Eid al-Adha, one of the two major Muslim holidays, can be a focal point for Jewish-Muslim relations. Formative to both Jewish and Islamic traditions is the great faith and devotion of Abraham, expressed in his willingness to sacrifice his son in submission to the will of God. Jews commemorate this event on Rosh Hashana; Muslims commemorate this event on Eid al-Adha, known as The Feast of the Sacrifice, falling this year between June 28 through July 2. God is a God of mercy and love, so that both versions of the story end in life and blessings – not in death.

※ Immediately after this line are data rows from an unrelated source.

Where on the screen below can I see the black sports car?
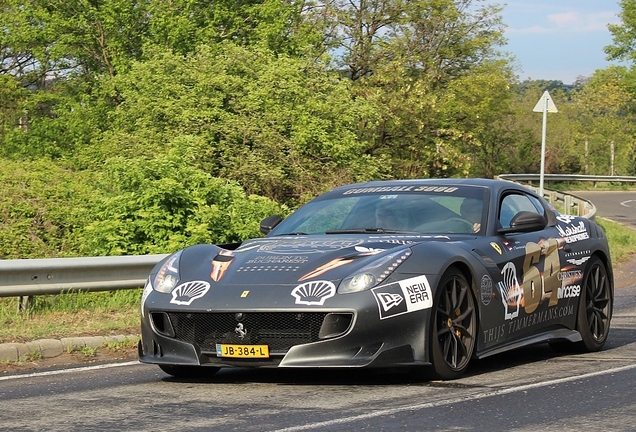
[139,179,613,379]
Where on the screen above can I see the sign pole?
[532,90,558,196]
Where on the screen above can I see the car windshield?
[269,186,487,236]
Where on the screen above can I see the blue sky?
[488,0,621,84]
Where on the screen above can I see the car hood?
[176,235,449,285]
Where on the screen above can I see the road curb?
[0,335,140,362]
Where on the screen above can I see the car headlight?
[338,249,412,294]
[152,251,181,293]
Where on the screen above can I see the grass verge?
[0,289,141,343]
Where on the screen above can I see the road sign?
[532,90,559,112]
[532,90,559,196]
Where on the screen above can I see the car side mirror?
[497,211,546,234]
[260,215,283,235]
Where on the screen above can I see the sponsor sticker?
[170,281,210,306]
[291,281,336,306]
[371,276,433,319]
[479,275,493,306]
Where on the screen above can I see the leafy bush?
[81,137,286,255]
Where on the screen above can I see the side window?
[499,194,544,228]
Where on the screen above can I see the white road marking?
[274,364,636,432]
[0,361,141,381]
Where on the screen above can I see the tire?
[429,268,477,380]
[575,256,614,352]
[159,365,221,378]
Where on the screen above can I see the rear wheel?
[429,269,477,379]
[159,365,221,378]
[576,256,613,352]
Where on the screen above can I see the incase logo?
[371,276,433,319]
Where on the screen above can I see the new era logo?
[377,293,404,312]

The differences in the tradition should also be embraced and serve as a source of connection. In the Bible, the son is Isaac, whereas – although the Quran does not explicitly designate the identity of the son – according to Islamic tradition, the son was Ishmael. A close friend of mine is a Muslim sheikh from Nazareth. When once asked who the son was in the story of the sacrifice, he replied, “If it is Ishmael, it is my father. If it is Isaac, it is my uncle. Either way, it is my family and family we must love and learn from. His word recalled to me the poignant scene in the Bible where Isaac and Ishmael come together to bury their beloved father (Genesis 25:9).

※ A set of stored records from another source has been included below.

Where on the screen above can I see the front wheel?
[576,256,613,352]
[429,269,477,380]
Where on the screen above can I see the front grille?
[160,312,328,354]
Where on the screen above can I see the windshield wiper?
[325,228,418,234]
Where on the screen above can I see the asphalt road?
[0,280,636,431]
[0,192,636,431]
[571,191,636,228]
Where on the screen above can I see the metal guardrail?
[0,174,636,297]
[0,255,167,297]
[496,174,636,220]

My father in law, Bible Professor Uriel Simon, points out that in a close reading of the Bible there is truth in both traditions. Parallel to the story of Abraham being asked by God to sacrifice Isaac, the Bible tells the story of Hagar going into the desert with Ishmael. In that story too, there is a danger of death, Hagar believing that Ismael will die of thirst. There too, at the last moment, an angel from God comes to say that the son is spared, and there too the son receives great blessing.
The great insight that Rabbi Jonathan Sacks derives from the parallels between the two biblical stories is that the Bible teaches that neither son, Isaac nor Ishmael, is rejected; both are blessed. That is the message that Jews and Muslims must embrace.
In my recent visit to the home of Fethullah Gulen, spiritual leader of the global Islamic Hizmet movement, I saw in his room the picture of the verse from the Quran, “Abraham is the beloved friend of God.” Abraham loved both of his children and all their descendants. And just as God loved Abraham, He loves all of Abraham’s children. In fact, each of the five daily prayers in Islam refers to the blessing given to Abraham and his descendants (the Salat al-Ibrahimiya).
Furthermore, in the Quran, the story of the sacrifice ends with a blessing to Isaac: “And we blessed him glad tidings of Isaac, a prophet from among the righteous. And we blessed him and Isaac” (Quran Sura AL-Saffat 37:112-113).
The very name of the recent peace agreements between Israel and Arab nations symbolizes a paradigm shift. As opposed to previous accords, Camp David and Oslo, named after locations foreign to the Middle East, the name “Abraham Accords” expresses the shared religious heritage uniting Jews and Muslims. If religious identity was once a wedge dividing Jews and Muslims, here it is being channeled to create a narrative of connection.
Perhaps we should take this language one step further and call future peace agreements the “Isaac and Ishmael Accords”!
Ultimately, the goal goes beyond the Middle East, beyond Jews and Muslims. We must join together to return to the first father and mother, Adam and Eve, to create global respect and brotherhood for all humanity. The Talmud teaches that this is why God chose to limit creation to begin with one common ancestor for all (Sanhedrin 37a).
If, in the conflicted Middle East, we find the path for reconciliation and connection through our common roots, this can give hope and direction for our broken world to build a joint future for all.